Pemberantasan korupsi menjadi ikon kosong yang juntrungannya tak jelas. Rakyat cuma bisa bertanya, “Mau dikemanakan kasus Bank Century dan kasus mafia pajak Gayus Tambunan?” Bagi rakyat, “siapa bermain untuk apa dan apa yang dimainkan untuk siapa” merupakan misteri. Demikian pula dengan hak angket mafia pajak. Apa targetnya, siapa yang dibidik, dan bagaimana hasil akhirnya sangat tidak jelas.
Sekilas dinamika politik DPR tampak semarak, tetapi cenderung gaduh. Hiruk-pikuk politik di DPR bisa jadi akan berkembang jadi tak menentu dan membuat politik makin keruh. Celakanya, DPR bisa dicap sebagai pendorong utama bagi memanasnya politik di Indonesia. Ulah sejumlah anggota DPR terkesan hanya sekadar untuk memberi warna bahwa para anggota Dewan seolah-olah sudah menunjukkan kinerja politik demi kepentingan rakyat yang memilihnya.
Menyudahi Dramaturgi
Rakyat sangat berharap agar anggota DPR dapat menyudahi dramaturgi yang mengecewakan. Pernyataan keras tentang pembohongan publik yang dideklarasikan tokoh agama tidak saja menjadi peringatan kepada lembaga eksekutif, tetapi juga lembaga legislatif dan yudikatif.

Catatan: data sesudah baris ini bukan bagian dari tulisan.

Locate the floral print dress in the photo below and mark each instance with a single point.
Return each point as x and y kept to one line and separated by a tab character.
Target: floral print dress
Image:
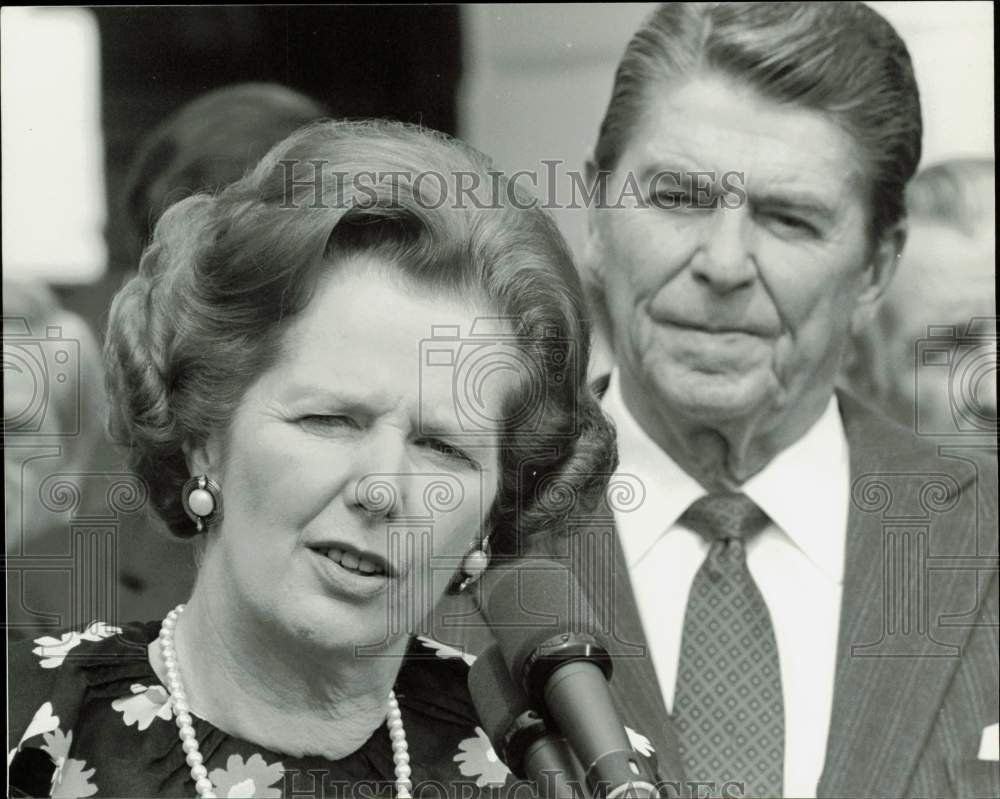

Karena tak satu pun ingin tragedi berdarah 1965/1966 dan 1998 terulang, DPR harus bisa menunjukkan komitmen dan konsistensinya dalam menjalankan tugas pokok fungsinya (legislasi, pengawasan, dan anggaran). DPR harus memberi kepastian politik kepada rakyat bahwa mereka telah melaksanakan mekanisme saling imbang saling kontrol secara maksimal kepada pemerintah.
Energi parlemen semestinya difokuskan untuk meningkatkan kualitasnya melaksanakan fungsinya. Bukan semata-mata untuk merekayasa politik demi kepentingan sempit yang berlatar motif tertentu. Gonjang-ganjing di DPR selama ini berpangkal dari ketidakjujuran, ketidakadilan, dan ketidaktegasan DPR dalam melaksanakan fungsi utamanya itu. Energi DPR lebih terfokus pada kepentingan berdurasi jangka pendek belaka.
Oleh karena itu, politik celingak-celinguk antara partai dan partai di parlemen harus segera dihentikan. Politik celingak-celinguk hanya mereduksi parlemen serta membuat DPR dan pemerintah saling menyandera.
Terlalu mahal ongkos sosialnya bila kesabaran rakyat telanjur hilang dan menorehkan kembali darahnya demi meluruskan cita-cita para pendiri bangsa dan negara ini.